Le délai de présentation à une première tentative excède toutefois dans nombre de départements le délai théorique de 2 mois. Le délai d’attente pour une 2e tentative pour s’avérer encore plus long, les candidats se voient répondre que les élèves inscrits en auto-école traditionnelle étant prioritaires. Aussi, en cas d’échec, ce sont les personnes les plus précaires qui doivent attendre le plus longtemps. 6 mois, un an peuvent passer sans nouvelle date pour se présenter à l’épreuve.
Ces délais constituent une rupture d’égalité considérable dans l’accès à un examen public par rapport aux résidents d’autres départements où les délais sont plus courts. Les délais d’attente ne sont pas seulement contraignants, ils sont également coûteux pour les candidats, qui doivent payer de nouvelles leçons pour ne pas perdre leur maîtrise du véhicule faute de pratique. Cela est particulièrement discriminant pour les personnes qui ont déjà du mal à financer leurs leçons de conduite, et renforce le stress à l’examen. Le fait d’attendre aussi longtemps contrevient à la liberté fondamentale d’aller et venir, et dans certain cas à celle de travailler, au vu du caractère indispensable de la voiture dans de nombreux départements.
Dans certains départements, des difficultés conjoncturelles vont allonger significativement les délais. Ainsi dans l’Yonne en 2019, des arrêts maladie ont eu pour conséquence des annulations d’examens en cascade, faute de pouvoir trouver des remplaçants.
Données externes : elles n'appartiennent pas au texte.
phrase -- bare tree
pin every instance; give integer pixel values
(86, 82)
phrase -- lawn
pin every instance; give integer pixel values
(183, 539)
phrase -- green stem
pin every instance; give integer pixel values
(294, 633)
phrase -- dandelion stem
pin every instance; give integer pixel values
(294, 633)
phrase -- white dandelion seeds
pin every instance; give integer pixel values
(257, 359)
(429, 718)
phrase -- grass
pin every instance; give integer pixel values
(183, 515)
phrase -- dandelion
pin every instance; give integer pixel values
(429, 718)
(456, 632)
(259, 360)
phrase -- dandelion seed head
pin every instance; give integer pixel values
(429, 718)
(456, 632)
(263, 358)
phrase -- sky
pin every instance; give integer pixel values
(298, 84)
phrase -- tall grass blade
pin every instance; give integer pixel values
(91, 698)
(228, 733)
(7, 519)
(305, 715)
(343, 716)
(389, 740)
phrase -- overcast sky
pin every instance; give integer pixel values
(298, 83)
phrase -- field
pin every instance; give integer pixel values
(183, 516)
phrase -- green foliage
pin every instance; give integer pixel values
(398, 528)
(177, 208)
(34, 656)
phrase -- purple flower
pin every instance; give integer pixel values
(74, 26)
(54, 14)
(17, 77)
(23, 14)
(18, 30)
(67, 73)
L’engorgement s’est encore aggravé, suite aux confinements liés au Covid-19. Entre le 16 mars et le 8 juin 2020, plus de 350 000 candidats n’ont pas pu passer le permis, selon le ministère de l’Intérieur. La plateforme Candilib, qui était censée résoudre les difficultés d’accès à l’examen, n’a pas permis, loin s’en faut, de faire face à cet engorgement. Pire, des pratiques d’accaparement frauduleux de l’inscription à l’examen ont prospéré sur la pénurie, des escrocs faisant payer aux candidats l’inscription sur une plateforme supposée gratuite.
Le lancement d’une nouvelle plateforme, « Rendez-vous permis » en juin, suite à une expérimentation menée en Occitanie, n’a pas, non plus, permis de résoudre les problèmes. En effet, le problème principal est la pénurie de places d’examen. La réforme conduit en plus les auto-écoles traditionnelles à leur tour à de grandes difficultés pour présenter leurs candidats, alors que ces établissements ont été durement touchés par la crise du coronavirus.
La coexistence de ces deux systèmes en concurrence pose problème, car les personnes avec peu de moyens financiers sont contraints d’opter pour les solutions les moins chères. Mais celles-ci risquent de les contraindre à des délais considérables. Le permis à deux vitesses se fait au détriment des plus pauvres.
Aussi, M. Bastien Lachaud souhaite-t-il savoir ce que le ministre compte faire pour augmenter significativement le nombre de places de l’épreuve pratique du permis de conduire, afin de résoudre l’engorgement, et permettre ainsi aux personnes qui souhaitent passer l’examen de le faire dans des délais raisonnables.